Tablet dağıtımı birçok ilde iktidar partisinin şovuna dönüştürülmüştür. Dağıtılacağı söylenen 500 bin tabletin temin edilmesi STK’lar, iş adamları vb. kişiler ve kurumlara havale edilmiş, şimdi de tedarikte sıkıtılar olduğu Sn. Bakan tarafından ifade edilmektedir. 500 bin tablet bağış yoluyla bulunsa bile, yeterli değildir.

BİRİKEN FONLAR NEDEN EĞİTİM İÇIN KULLANILMIYOR?

Evrensel Hizmet Fonundaki birikimler ve BTK’nın sektörden aldığı gelirler bir an önce zaktan eğitimde mağdur öğretmen ve öğrencilerimiz için kullanılmalıdır. Defalarca bunu önermemize rağmen fonlarda biriken kaynaklar neden eğitime aktarılmıyor? EBA’ya erişimde internet kullanımının ücretsiz olması veya öğrenci başına aylık 30-35 GB kota verilmesi düşünülebilir. İletişim hizmetleri de KDV ve ÖİV’den muaf tutulabilir. Yeri geldiğinde müteahhitlerin milyonlarca dolar vergi borcunu silen, geçmediğimiz köprüler, uçmadığımız hava limanları için yıllarca dolar üzerinden ödeme yapmayı kabul eden devletimizin, geleceğimizin teminatı evlatlarımıza ayıracağı bir kaynak yok mudur? 5 milyon öğrencinin 5 müteahhit kadar değeri, kıymeti yok mudur? Şeffaflıktan uzaklaşmak, problemleri görmezden gelmek, mağduriyetlerin boyutunu gizlemek eğitim sistemimizde var olan krizi daha da derinleştirmektedir. Bu yanlış yöntemden bir an önce vazgeçilmeli, tüm veriler şeffaf bir biçimde Türk Milleti ile paylaşılmalıdır. Salgın dolayısıyla vaka sayısı bizden daha fazla olan ülkelerde, yüz yüze eğitim devam etmektedir. Tüm tedbirler ivedi bir biçimde ele alınarak yarı yıl tatilinden hemen sonra okullar, özellikle ilk ve ortaokullar mutlaka açılmalıdır. Öğrenme yoksulluğu hem ülkelerin insan sermayesini geliştirme hem de “Sürdürülebilir Kalkınma Amaçlarını” gerçekleştirme çabalarını tehdit etmektedir. Kısacası gelecek nesillerimizi her anlamda zor günler beklemektedir.

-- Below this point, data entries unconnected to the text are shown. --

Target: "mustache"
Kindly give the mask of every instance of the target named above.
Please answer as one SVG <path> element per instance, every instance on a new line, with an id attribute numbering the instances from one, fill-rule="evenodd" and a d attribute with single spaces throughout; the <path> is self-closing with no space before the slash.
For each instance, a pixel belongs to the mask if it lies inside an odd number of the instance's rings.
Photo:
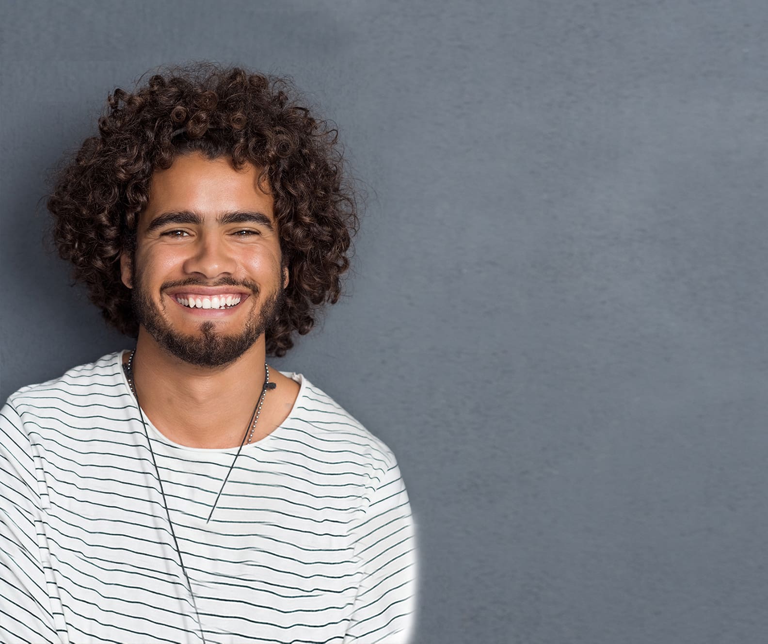
<path id="1" fill-rule="evenodd" d="M 178 287 L 184 286 L 238 286 L 243 287 L 252 293 L 256 293 L 259 290 L 259 287 L 257 284 L 250 280 L 238 280 L 231 277 L 223 277 L 214 282 L 208 282 L 205 280 L 200 280 L 195 277 L 187 277 L 185 280 L 174 280 L 171 281 L 164 282 L 161 285 L 160 290 L 167 290 L 169 288 L 177 288 Z"/>

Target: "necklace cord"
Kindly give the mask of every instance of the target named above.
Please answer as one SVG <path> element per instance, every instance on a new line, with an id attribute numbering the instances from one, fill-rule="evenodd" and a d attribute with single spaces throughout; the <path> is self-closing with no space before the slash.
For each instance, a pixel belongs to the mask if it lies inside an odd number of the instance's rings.
<path id="1" fill-rule="evenodd" d="M 134 349 L 131 352 L 131 356 L 128 358 L 127 364 L 123 366 L 123 369 L 127 376 L 128 384 L 131 387 L 131 390 L 134 394 L 134 397 L 136 398 L 136 407 L 139 410 L 139 418 L 141 420 L 141 425 L 144 427 L 144 435 L 147 437 L 147 444 L 149 446 L 149 452 L 152 456 L 152 463 L 154 466 L 154 471 L 156 474 L 156 478 L 157 479 L 157 483 L 160 486 L 160 493 L 163 497 L 163 505 L 165 506 L 165 513 L 168 518 L 168 525 L 170 526 L 170 535 L 174 538 L 174 545 L 176 546 L 176 552 L 179 556 L 179 563 L 181 565 L 181 571 L 184 574 L 184 579 L 187 580 L 187 588 L 189 590 L 190 597 L 192 599 L 192 607 L 194 609 L 195 616 L 197 619 L 197 627 L 200 629 L 200 639 L 203 640 L 203 644 L 207 644 L 205 639 L 205 633 L 203 631 L 203 622 L 200 619 L 200 612 L 197 610 L 197 603 L 195 600 L 194 593 L 192 592 L 192 582 L 190 580 L 190 576 L 187 573 L 187 567 L 184 566 L 184 558 L 181 556 L 181 549 L 179 547 L 179 541 L 176 538 L 176 530 L 174 529 L 174 522 L 170 520 L 170 511 L 168 510 L 168 501 L 165 497 L 165 490 L 163 489 L 163 480 L 160 476 L 160 469 L 157 467 L 157 461 L 154 456 L 154 450 L 152 449 L 152 442 L 150 440 L 149 431 L 147 430 L 147 423 L 144 420 L 144 413 L 141 411 L 141 405 L 139 403 L 139 394 L 136 390 L 136 385 L 134 381 L 134 356 L 136 354 L 136 350 Z M 258 422 L 259 414 L 261 411 L 261 406 L 264 401 L 264 395 L 266 393 L 266 390 L 269 388 L 274 388 L 274 383 L 270 382 L 270 367 L 264 363 L 265 369 L 265 378 L 264 384 L 261 389 L 261 395 L 259 397 L 259 400 L 253 408 L 253 413 L 251 414 L 250 420 L 248 421 L 248 424 L 246 426 L 245 433 L 243 434 L 243 440 L 240 441 L 240 446 L 237 448 L 237 453 L 235 454 L 235 457 L 232 460 L 232 463 L 230 465 L 230 469 L 227 472 L 227 476 L 224 476 L 224 480 L 221 483 L 221 488 L 219 490 L 219 493 L 216 496 L 216 500 L 214 501 L 214 505 L 210 508 L 210 513 L 208 515 L 208 518 L 206 520 L 206 523 L 210 520 L 210 517 L 214 514 L 214 510 L 216 508 L 216 504 L 219 501 L 219 497 L 221 496 L 221 493 L 223 492 L 224 484 L 230 477 L 230 473 L 232 472 L 233 468 L 235 466 L 235 462 L 237 460 L 237 456 L 240 456 L 240 450 L 243 449 L 243 445 L 245 443 L 245 438 L 248 435 L 248 430 L 251 430 L 251 436 L 253 434 L 253 428 L 256 426 L 256 423 Z M 271 387 L 270 387 L 271 385 Z M 255 420 L 254 420 L 255 417 Z M 253 423 L 253 426 L 251 423 Z M 249 440 L 249 443 L 250 440 Z"/>

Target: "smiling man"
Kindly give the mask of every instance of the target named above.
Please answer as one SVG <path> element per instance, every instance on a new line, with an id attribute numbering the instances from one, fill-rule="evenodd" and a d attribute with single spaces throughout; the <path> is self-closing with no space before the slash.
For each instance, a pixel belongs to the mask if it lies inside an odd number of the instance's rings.
<path id="1" fill-rule="evenodd" d="M 283 79 L 202 65 L 110 96 L 48 208 L 135 347 L 0 411 L 0 641 L 411 641 L 395 456 L 266 360 L 339 298 L 343 168 Z"/>

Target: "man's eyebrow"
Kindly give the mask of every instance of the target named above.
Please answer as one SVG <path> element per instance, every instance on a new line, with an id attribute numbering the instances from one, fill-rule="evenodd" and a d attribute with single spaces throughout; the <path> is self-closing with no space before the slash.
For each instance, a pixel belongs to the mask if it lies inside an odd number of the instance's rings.
<path id="1" fill-rule="evenodd" d="M 220 214 L 216 218 L 219 225 L 227 225 L 228 224 L 259 224 L 270 231 L 274 231 L 272 220 L 263 212 L 255 211 L 235 211 L 234 212 L 227 212 Z M 199 213 L 192 211 L 177 211 L 173 212 L 164 212 L 153 219 L 147 227 L 147 232 L 161 228 L 170 224 L 197 224 L 203 223 L 203 217 Z"/>

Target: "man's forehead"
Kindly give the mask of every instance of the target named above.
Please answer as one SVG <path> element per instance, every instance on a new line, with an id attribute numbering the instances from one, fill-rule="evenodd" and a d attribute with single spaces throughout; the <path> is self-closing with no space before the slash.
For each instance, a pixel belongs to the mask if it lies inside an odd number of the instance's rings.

BİR NESLİ GÖZ GÖRE GÖRE KAYBEDECEĞİZ!

Bu kapsamda ilkokulda okuyan özellikle de 10 yaş altındaki öğrencilerimiz için acil bir eylem planı hazırlanmalı ve gereken önlemler hiç vakit kaybetmeden alınmalıdır. Aksi takdirde çok açık söylüyorum, bir nesli göz göre göre kaybedeceğiz!

Bu bağlamda okullarımızın alt yapıları, dezenfekte, temizlik işlemleri ve servis durumları planlanmalı, her okula en az bir sağlık görevlisi ve bilişim öğretmeni atamaları gerçekleştirilmelidir. En az 60 bin öğretmen ataması ve engelli öğretmenlerin ataması ve Suriyeli öğrenciler için görev yapan piktes öğretmenlerinin kadroya alınması işlemleri hızlandırılmalıdır.

TAŞIMALI EĞİTİME SON VERİLMELİ, KÖY OKULLARI YENİDEN AÇILMALIDIR!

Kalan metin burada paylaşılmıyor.